# Best Programming Language



## nepcker (Apr 3, 2007)

There are tons of programming language out there but which one do you prefer? Why?

I prefer XCode is because it is very simple to program. Using XCode, I can literally create a basic-but-functioning web browser in less than ten minutes while writing a grand total of 0, that's zero, lines of codes, all using the Interface Builder.


----------



## whoopy_whale (Apr 10, 2007)

How can you define the best programming language?

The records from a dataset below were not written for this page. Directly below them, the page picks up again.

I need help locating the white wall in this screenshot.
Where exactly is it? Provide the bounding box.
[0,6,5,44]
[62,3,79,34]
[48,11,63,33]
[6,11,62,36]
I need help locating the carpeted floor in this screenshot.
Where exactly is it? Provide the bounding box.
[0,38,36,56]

Depending upon the requirements,your choice of language will also differ,right?


----------



## nileshgr (Apr 10, 2007)

There are many sections or division in programming. For example in Web Programming i would consider PHP the best coz its free, open source and syntax is too easy. In computer programming VC++ would be best coz we can make GUIs easily that using Objects as in C++ but C is still used for its compatibility. C is a bit harder than C++.


----------



## Garbage (Apr 10, 2007)

I don't know, on what basis u r going to choose BEST PROGRAMMING LANGUAGE ??

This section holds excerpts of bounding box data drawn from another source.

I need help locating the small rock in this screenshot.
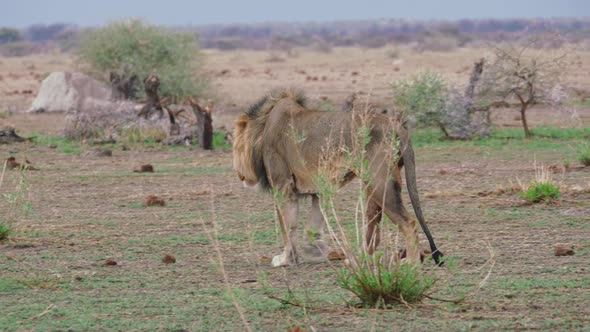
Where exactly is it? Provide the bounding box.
[84,148,113,157]
[133,164,154,173]
[328,250,346,261]
[143,194,166,206]
[555,246,575,256]
[259,256,272,264]
[104,259,117,265]
[162,254,176,264]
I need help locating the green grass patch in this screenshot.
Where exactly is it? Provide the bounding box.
[337,253,434,307]
[519,182,559,203]
[33,135,83,154]
[0,221,13,242]
[576,143,590,166]
[213,131,231,150]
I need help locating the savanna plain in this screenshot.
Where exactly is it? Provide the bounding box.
[0,47,590,331]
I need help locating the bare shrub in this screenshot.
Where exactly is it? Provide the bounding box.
[481,36,569,137]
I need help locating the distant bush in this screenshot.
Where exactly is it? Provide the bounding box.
[414,35,459,52]
[79,20,207,99]
[393,72,448,132]
[0,221,13,242]
[0,41,43,57]
[577,144,590,166]
[0,28,21,44]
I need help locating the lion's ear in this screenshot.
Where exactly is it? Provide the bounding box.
[236,114,249,131]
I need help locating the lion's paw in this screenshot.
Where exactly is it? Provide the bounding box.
[304,241,328,258]
[271,253,291,267]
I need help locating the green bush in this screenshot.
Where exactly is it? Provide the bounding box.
[337,253,435,307]
[0,221,12,242]
[519,181,559,203]
[213,131,231,150]
[393,72,448,131]
[577,144,590,166]
[78,20,207,99]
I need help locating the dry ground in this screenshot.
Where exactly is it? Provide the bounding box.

Also look for similar threads !!!!


----------



## vish786 (Apr 11, 2007)

c/c++ most flexi language................................


----------



## ashisharya (May 23, 2007)

most crap poll..................


----------



## nileshgr (May 23, 2007)

ashisharya said:
			
		

> most crap poll..................


May be. There can't be any best programming language.


----------



## sakumar79 (May 23, 2007)

Yeah... Each programming language has its plus and minus points... I know Java, C++ and VB, and I use all three as per required program (once I have used two languages even - one front-end and another doing the dirty work)...

Arun


----------



## Zeeshan Quireshi (May 23, 2007)

Nepcker ,
 *XCode is an Integrated Development Environment* not a Programming Language Language
*.NET is an Application Platform/Framework* , it too is not a Programming Language

i think the Title of this thread should be *"Your Favorite Programming Platform"*

BTW , *My favorite programming language is C#* , it should be in the options as it is the leading .NET Development Language currently .



			
				nepcker said:
			
		

> There are tons of programming language out there but which one do you prefer? Why?
> 
> I prefer XCode is because it is very simple to program. Using XCode, I can literally create a basic-but-functioning web browser in less than ten minutes while writing a grand total of 0, that's zero, lines of codes, all using the Interface Builder.


 can be done in *2 Minutes* flat with Visual Studio .


----------